Conclusion et signification
Cette étude, en utilisant des modèles de PDOs, a révélé des différences significatives dans les caractéristiques métaboliques des sous-types basal-like et classique de PDAC, en particulier la dépendance des cellules tumorales basal-like au transport mitochondrial du pyruvate. Ces résultats ouvrent de nouvelles perspectives pour le développement de thérapies ciblées spécifiques aux sous-types. De plus, la faible expression de MPC1 est associée à des caractéristiques agressives du PDAC, renforçant son potentiel en tant que marqueur pronostique.
Points forts de l’étude
- Caractéristiques métaboliques spécifiques aux sous-types : Première étude systématique utilisant des modèles de PDOs pour révéler les différences de glycolyse et de phosphorylation oxydative entre les sous-types basal-like et classique de PDAC.
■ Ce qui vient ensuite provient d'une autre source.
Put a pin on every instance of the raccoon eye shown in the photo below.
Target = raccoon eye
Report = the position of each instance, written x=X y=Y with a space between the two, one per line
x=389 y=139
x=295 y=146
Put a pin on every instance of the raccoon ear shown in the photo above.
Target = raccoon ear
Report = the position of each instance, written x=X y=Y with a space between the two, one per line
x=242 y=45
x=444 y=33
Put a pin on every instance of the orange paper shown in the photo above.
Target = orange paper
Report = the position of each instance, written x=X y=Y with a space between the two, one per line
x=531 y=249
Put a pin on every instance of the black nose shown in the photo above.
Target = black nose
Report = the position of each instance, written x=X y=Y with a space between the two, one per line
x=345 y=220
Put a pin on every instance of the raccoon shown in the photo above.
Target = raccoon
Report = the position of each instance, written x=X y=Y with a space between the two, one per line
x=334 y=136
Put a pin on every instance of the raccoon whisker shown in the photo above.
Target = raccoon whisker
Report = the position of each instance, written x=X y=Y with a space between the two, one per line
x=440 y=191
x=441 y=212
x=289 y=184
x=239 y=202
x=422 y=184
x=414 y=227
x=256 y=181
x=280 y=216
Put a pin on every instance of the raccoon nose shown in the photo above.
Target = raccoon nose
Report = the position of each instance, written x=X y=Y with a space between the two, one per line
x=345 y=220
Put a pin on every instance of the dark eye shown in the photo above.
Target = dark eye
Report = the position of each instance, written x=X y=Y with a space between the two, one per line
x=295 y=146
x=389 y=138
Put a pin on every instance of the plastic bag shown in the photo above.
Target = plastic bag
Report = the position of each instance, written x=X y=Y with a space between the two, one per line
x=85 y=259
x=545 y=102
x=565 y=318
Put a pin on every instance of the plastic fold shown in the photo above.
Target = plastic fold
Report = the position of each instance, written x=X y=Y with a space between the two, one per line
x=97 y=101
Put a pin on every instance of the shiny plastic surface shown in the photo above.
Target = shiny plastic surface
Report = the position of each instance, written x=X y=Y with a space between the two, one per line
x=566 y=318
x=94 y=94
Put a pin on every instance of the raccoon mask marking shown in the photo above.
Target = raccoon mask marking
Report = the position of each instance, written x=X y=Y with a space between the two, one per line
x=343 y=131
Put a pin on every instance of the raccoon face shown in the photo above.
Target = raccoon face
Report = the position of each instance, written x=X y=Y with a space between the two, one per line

- Valeur pronostique de MPC1 : Validation à grande échelle de l’importance de MPC1 dans le pronostic du PDAC, fournissant une base pour de futures thérapies ciblées.
- Traçage des métabolites du 13C-glucose : Utilisation de techniques de marquage isotopique pour approfondir la compréhension des mécanismes de reprogrammation métabolique dans les cellules tumorales du PDAC.
Autres informations utiles
Les limites de cette étude incluent un échantillon de petite taille, nécessitant des études multicentriques plus vastes pour valider ces résultats. De plus, l’équipe recommande que les recherches futures explorent le rôle d’autres voies métaboliques, telles que le métabolisme des lipides et des acides aminés, dans les sous-types de PDAC.
Grâce à cette recherche, nous avons approfondi notre compréhension de l’hétérogénéité métabolique du PDAC et fourni des bases scientifiques importantes pour le développement de traitements personnalisés adaptés à différents sous-types.